Mulher, dezessete anos e estuprada por trinta e três homens. Isso mesmo, trinta e três.

Tão inacreditável quanto o número de estupradores foi a reação de uma parcela bastante considerável da sociedade, que tanto tentaram justificar quanto se divertiram com essa tragédia.

O curioso é que, no mesmo dia em que o estupro da jovem carioca veio à público, o novo ministro da educação (Mendonça Filho) recebia ninguém menos que Alexandre Frota (!!!) em seu gabinete para debater propostas para o futuro da educação no Brasil. Alexandre Frota que, durante uma entrevista a um programa de televisão, assumiu publicamente que protagonizou um estupro contra uma mãe-de- santo. A plateia gargalhava como se ouvissem uma baita piada.

Jair Bolsonaro (cada dia mais popular entre as classes mais ricas do Brasil) também já foi protagonista de uma criminosa afirmação. Durante um debate com a deputada federal Maria do Rosário, afirmou: “Jamais iria estuprar você, porque você não merece”. Ora, afirmando que Maria do Rosário não merecia ser estuprada, Bolsonaro deixa claro que existem alguns casos em que a mulher, de fato, merece ser estuprada. O mais inacreditável foi ver centenas de pessoas apoiando-o publicamente, em detrimento da deputada.

É claro que Jair Bolsonaro, Alexandre Frota, os trinta e três estupradores da jovem carioca e tantos outros estupradores que todos os dias surgem no Brasil são acusados e criticados por milhares de pessoas. Mas o que assusta é ver com os próprios olhos as centenas (talvez milhares) de pessoas que também os defendem.

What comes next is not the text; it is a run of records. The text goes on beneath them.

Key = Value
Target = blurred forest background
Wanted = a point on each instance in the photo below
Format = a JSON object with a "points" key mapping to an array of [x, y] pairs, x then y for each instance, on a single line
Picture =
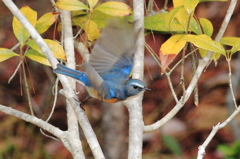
{"points": [[189, 128]]}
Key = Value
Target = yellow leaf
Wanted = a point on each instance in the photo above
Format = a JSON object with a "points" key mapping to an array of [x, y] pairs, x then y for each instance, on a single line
{"points": [[35, 56], [71, 5], [190, 5], [45, 22], [205, 42], [6, 54], [55, 47], [206, 26], [92, 3], [19, 31], [173, 45], [90, 27], [115, 8]]}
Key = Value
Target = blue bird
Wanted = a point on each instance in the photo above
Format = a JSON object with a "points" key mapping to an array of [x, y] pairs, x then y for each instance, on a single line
{"points": [[106, 74]]}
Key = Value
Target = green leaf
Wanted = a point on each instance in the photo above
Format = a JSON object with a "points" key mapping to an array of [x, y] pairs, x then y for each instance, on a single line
{"points": [[172, 144], [100, 18], [227, 150], [19, 31], [190, 5], [171, 15], [92, 3], [38, 57], [205, 42], [182, 18], [45, 22], [71, 5], [114, 8], [158, 23], [206, 26], [6, 54], [55, 47]]}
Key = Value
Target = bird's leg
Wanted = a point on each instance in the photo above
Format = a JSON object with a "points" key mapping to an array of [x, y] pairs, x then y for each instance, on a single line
{"points": [[83, 101]]}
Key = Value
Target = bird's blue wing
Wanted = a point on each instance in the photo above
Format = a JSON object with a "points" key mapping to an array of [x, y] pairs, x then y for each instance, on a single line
{"points": [[112, 55]]}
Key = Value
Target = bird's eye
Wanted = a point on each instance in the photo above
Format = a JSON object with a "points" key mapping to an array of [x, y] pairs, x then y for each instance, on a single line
{"points": [[135, 87]]}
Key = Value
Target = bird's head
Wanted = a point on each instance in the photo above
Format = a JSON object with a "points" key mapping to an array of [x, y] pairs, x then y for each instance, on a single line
{"points": [[134, 86]]}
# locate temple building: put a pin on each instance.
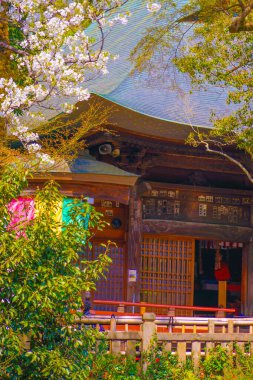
(181, 217)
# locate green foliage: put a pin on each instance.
(211, 42)
(41, 285)
(214, 364)
(162, 364)
(111, 367)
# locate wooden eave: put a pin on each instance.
(125, 120)
(100, 186)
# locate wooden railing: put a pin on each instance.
(182, 336)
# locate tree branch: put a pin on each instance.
(231, 159)
(9, 47)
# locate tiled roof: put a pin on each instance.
(135, 91)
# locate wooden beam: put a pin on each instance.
(104, 191)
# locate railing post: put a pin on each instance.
(115, 344)
(210, 345)
(142, 309)
(121, 308)
(148, 329)
(220, 313)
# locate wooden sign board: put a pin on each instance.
(197, 206)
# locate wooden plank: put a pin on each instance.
(196, 352)
(181, 351)
(199, 230)
(222, 293)
(205, 337)
(131, 348)
(211, 329)
(124, 335)
(167, 271)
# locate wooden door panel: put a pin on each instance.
(167, 271)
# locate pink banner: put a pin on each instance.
(21, 212)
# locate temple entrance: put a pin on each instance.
(218, 265)
(167, 271)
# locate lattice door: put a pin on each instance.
(113, 286)
(167, 271)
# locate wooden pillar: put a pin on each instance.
(247, 279)
(134, 245)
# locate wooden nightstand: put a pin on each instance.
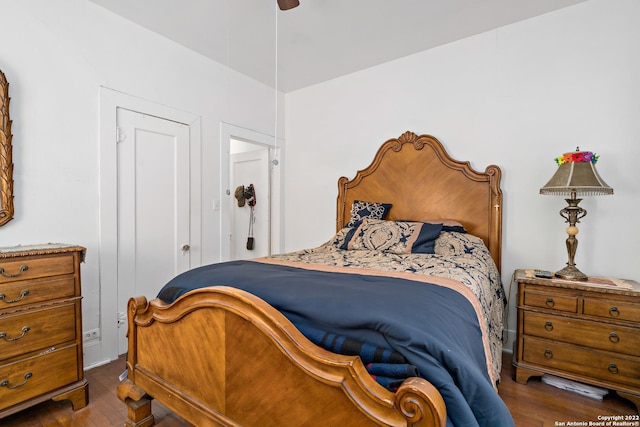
(40, 326)
(583, 331)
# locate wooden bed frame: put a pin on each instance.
(198, 355)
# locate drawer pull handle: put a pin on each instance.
(23, 268)
(25, 329)
(5, 383)
(23, 294)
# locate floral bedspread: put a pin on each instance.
(458, 256)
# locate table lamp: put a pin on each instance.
(576, 176)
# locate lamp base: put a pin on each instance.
(570, 272)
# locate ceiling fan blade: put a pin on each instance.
(288, 4)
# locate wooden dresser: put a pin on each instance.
(40, 326)
(587, 332)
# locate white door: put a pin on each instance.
(153, 207)
(250, 168)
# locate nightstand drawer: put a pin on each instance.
(13, 270)
(585, 333)
(612, 310)
(33, 330)
(18, 294)
(551, 301)
(599, 366)
(37, 375)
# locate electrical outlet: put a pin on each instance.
(92, 334)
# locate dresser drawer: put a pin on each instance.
(612, 309)
(589, 364)
(586, 333)
(37, 375)
(551, 300)
(27, 268)
(19, 294)
(33, 330)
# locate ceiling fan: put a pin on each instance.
(288, 4)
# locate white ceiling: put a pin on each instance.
(320, 39)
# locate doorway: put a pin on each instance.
(153, 207)
(111, 104)
(250, 157)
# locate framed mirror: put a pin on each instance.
(6, 162)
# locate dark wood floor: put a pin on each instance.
(533, 405)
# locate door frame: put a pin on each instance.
(227, 133)
(110, 101)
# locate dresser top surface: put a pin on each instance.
(43, 249)
(598, 284)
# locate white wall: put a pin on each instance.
(56, 56)
(517, 97)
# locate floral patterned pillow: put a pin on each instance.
(361, 210)
(453, 243)
(399, 237)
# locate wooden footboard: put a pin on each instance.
(221, 356)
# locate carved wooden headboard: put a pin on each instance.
(416, 175)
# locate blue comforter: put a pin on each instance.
(434, 327)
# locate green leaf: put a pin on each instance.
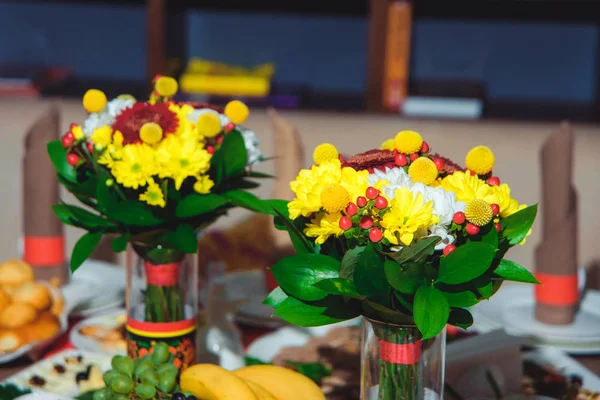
(58, 156)
(198, 204)
(235, 155)
(342, 287)
(431, 311)
(516, 226)
(298, 273)
(369, 274)
(461, 299)
(84, 247)
(416, 252)
(276, 297)
(461, 318)
(404, 278)
(185, 239)
(511, 271)
(330, 310)
(119, 243)
(466, 263)
(349, 262)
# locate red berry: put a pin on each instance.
(449, 249)
(439, 163)
(229, 127)
(375, 235)
(72, 159)
(495, 209)
(494, 181)
(361, 201)
(381, 202)
(459, 218)
(67, 140)
(366, 222)
(400, 160)
(472, 229)
(351, 209)
(372, 193)
(345, 223)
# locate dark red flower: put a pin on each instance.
(131, 120)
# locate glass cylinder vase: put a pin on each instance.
(162, 301)
(397, 364)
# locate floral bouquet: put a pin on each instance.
(154, 173)
(403, 237)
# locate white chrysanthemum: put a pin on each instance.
(106, 116)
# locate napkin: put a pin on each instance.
(44, 246)
(556, 256)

Vivemos em um país onde a própria sociedade garante que o estupro continue a ser um instrumento de poder e de dominação. A sociedade que banaliza e trata como piada as agressões ao corpo de uma mulher é uma sociedade doente. E o Brasil, infelizmente, está doente.

Tão doente que o atual governo forma um ministério de homens e não é obrigado a voltar atrás – como o fez, por exemplo, ao revogar a extinção do ministério da cultura.

Um estupro acontece a cada 11 minutos no Brasil, de acordo com o 9º Anuário Brasileiro de Segurança Pública, cujos dados mais recentes são de 2014, e casos como o jovem carioca são mais comuns do que imaginamos.

Há um ano da atrocidade registrada em Castelo do Piauí (PI), quando quatro adolescentes foram vítimas de um estupro coletivo e atiradas de um penhasco, um caso parecido voltou a acontecer no Estado.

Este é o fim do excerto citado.